Analyzing the threshold admissibility of the Mr. Big confession, the BCCA found that the probative value of the confession greatly outweighed its prejudicial effect, especially given the substantial evidence confirming his statement. Moreover, the individual circumstances of the target were taken into account; whereas the SCC found Mr. Hart to be a socially destitute man whose vulnerabilities were “preyed upon” by the undercover officers (Hart, para 148), those involved in Mr. Johnston’s undercover operation were not nearly as involved in his personal life, and his calm demeanour throughout the Mr. Big interview supported the voluntariness of his confession (Johnston, para 67). Finally, the inconsistencies in his story—misstating the number of knives used in the attack, the number of stab wounds, and his motive for killing Mr. Frater—did not sufficiently diminish the reliability of his confession at the threshold stage.

Going Forward…

Of course, the SCC’s decision in Hart continues to dominate the analysis of the admissibility of the Mr. Big framework, although the reasons for the judgment in Johnston can provide lower courts with additional useful guidance on this point—particularly given its factual dissimilarities from Hart.

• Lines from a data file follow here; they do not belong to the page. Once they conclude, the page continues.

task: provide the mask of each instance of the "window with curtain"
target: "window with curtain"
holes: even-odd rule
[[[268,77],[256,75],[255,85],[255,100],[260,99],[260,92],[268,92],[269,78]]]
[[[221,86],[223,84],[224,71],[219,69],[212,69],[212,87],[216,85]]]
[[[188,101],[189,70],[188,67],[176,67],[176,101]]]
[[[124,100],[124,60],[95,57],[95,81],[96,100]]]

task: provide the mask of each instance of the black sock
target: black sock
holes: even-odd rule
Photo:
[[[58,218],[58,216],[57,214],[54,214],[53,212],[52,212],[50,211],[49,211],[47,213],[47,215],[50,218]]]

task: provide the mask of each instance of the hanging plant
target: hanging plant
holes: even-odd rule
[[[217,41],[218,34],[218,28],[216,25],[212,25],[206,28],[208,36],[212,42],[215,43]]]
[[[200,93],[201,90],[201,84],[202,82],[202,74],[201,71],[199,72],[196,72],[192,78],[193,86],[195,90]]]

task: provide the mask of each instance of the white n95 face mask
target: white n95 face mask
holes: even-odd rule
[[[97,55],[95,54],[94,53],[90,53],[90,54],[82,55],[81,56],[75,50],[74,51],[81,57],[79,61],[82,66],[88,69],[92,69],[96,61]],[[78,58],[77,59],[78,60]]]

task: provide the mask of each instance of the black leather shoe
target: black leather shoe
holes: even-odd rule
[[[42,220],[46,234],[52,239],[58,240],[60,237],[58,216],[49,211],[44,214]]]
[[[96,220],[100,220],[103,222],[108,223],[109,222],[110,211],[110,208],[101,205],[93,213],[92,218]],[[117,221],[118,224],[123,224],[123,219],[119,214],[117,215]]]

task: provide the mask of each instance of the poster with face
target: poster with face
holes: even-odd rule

Indeed, this case is interesting in its analysis of abuse of process, and gives strong examples of investigative police conduct that steered clear of this standard—conduct that may be analogized to or distinguished from those employed in similar operations going forward.

Nevertheless, the possibility of an appeal to the SCC remains open to Mr. Johnston, who has already once sought leave to appeal the BCCA’s decision on this charge. On that note, Canada’s highest court may be willing to use this case as an opportunity to address the novel and interesting legal challenges that surround confessions obtained by Mr. Big confessions, and those fascinated by the law of evidence should keep an eye on these potentially interesting developments.